I flushed at the innuendo. “Not all the time, but it happens. It doesn’t necessarily mean very much. I thought the French were very tolerant about casual love affairs.”

 

“Sometimes. Not when one of the lovers ends up crucified. Tell me, was she angry with Monsieur Beauvoir? Resentful?”

 

“Resentful? About what?”

 

“About anything. About what happened in Guatemala.
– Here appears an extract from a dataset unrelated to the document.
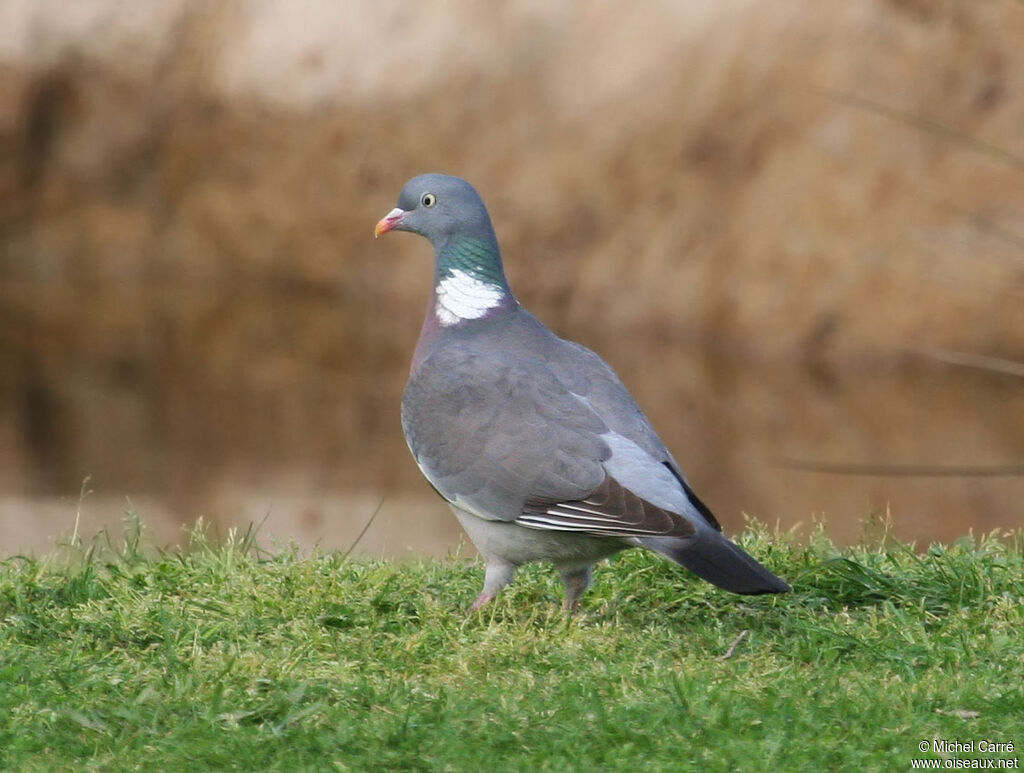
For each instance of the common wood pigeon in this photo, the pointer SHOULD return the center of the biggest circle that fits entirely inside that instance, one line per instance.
(534, 440)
About what happened—or what didn’t happen—in Avignon.” Good God, did he actually think Miranda might have nailed Stefan to that beam?

 

“Look, Inspector, Miranda and I have worked together for six years. I never heard her mention this guy until she told me she was coming here. If she were burning with rage for years—or longing for love—I think I’d have heard about it.”

 

He shrugged again, and I found the gesture annoying; it might simply mean “Who knows?” but it might also mean “What the hell do you know?” “Do you know where Mademoiselle Lovelady was last night?”

 

I returned the shrug. “I assume she was in her hotel room.”

 

“And do you know where Monsieur Beauvoir was last night?”

 

I flung up my hands in exasperation. “Well, if I were guessing,” I said sarcastically, “which is all I can do, I’d guess that for the first part of the night, he was in his apartment, and for the rest of the night, he was here in the chapel dying.”